Si vous avez des ordinateurs, appareils à photo numériques, mais aussi des livres de théologie ou de littérature qui puissent aider à apprendre le français… ils sont toujours les bienvenus…

–     J’avais lancé un appel pour récupérer des ordinateurs et appareils à photo numériques encore utilisables et ne servant plus. Ce sont 7 ordinateurs et 4 appareils à photos qui arriveront par container et permettront à des prêtres, séminaristes, professeurs, associations de développement rural, de travailler. N’hésitez pas à en mettre de côté pour mon prochain voyage (août 2012 ou 2013, ce n’est pas fixé) en veillant à ce qu’ils ne soient pas obsolètes, au moins avec Windows XP et un disque dur de taille au moins égale à 30 Go. Un grand merci aux donateurs.

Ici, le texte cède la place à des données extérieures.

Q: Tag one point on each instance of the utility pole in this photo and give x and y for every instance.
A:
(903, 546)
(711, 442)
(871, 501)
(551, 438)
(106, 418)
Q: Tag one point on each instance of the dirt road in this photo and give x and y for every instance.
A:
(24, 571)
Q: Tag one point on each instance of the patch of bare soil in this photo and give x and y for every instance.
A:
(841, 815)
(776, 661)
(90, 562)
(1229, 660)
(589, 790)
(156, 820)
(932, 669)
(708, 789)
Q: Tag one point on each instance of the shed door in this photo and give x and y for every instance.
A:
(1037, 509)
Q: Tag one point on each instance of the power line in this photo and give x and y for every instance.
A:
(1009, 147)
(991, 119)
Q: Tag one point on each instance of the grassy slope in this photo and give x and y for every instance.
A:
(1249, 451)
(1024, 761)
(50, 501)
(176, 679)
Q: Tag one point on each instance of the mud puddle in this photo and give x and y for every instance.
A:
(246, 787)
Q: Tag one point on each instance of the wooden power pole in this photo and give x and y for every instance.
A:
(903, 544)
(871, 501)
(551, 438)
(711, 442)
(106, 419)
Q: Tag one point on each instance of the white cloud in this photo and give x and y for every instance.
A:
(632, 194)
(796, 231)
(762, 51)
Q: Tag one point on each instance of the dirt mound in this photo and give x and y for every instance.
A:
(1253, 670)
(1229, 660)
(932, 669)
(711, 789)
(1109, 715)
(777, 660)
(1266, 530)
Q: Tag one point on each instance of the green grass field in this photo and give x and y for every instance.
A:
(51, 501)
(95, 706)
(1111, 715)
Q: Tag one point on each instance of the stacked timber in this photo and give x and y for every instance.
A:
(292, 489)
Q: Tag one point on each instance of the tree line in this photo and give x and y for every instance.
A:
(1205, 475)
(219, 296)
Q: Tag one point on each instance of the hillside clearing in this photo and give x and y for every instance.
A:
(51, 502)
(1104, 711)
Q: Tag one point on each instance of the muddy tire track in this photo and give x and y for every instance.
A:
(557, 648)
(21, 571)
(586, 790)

–     Vous êtes aussi invités à mettre de côté des livres de théologie, PTP, bibles, dont vous ne vous servez pas et qui pourraient être utiles au séminaire. Il y a aussi besoin de livres divers pour aider des élèves du petit séminaire à apprendre la langue française. Mais il est nécessaire de prendre contact avant en donnant la liste des titres par email pour que nous puissions voir ce qui peut servir et ne pas payer le transport de livres qui ne serviront pas.

De retour à Madagascar

–     Depuis le 18 septembre, je suis de retour à Madagascar avec cette joie profonde évoquée ci-dessus. J’ai été heureux de sentir l’attente des gens de la paroisse malgré mon handicap linguistique si fort et très heureux d’arriver à participer à la rencontre de rentrée de tous les catéchistes et professeurs des écoles catholiques. Là, j’ai été heureux d’apprendre que plusieurs équipes de jeunes s’étaient mises sur pieds dans la dynamique des retraites de Première Communion et de confirmation, commençant à préparer des « théâtres d’Evangile ». Les gens disent aussi leur joie des JMJ organisées à Fianarantsoa autour du 11 septembre pour accueillir les deux délégués de Madrid et qui ont été un moment fort de la vie du diocèse qui va fêter les 140 ans de l’arrivée de l’Evangile à Fianarantsoa le 14 octobre prochain.

Merci…

Ce courrier est l’occasion de remercier tous ceux d’entre vous qui me soutenez dans ma mission par votre accueil, le partage avec vous, votre prière, vos dons, en témoignant de comment vous vivez votre propre mission. Soyez assurés de ma prière et de ma reconnaissance. La joie que j’évoque en commençant ce courrier trouve aussi sa source là. Encore merci.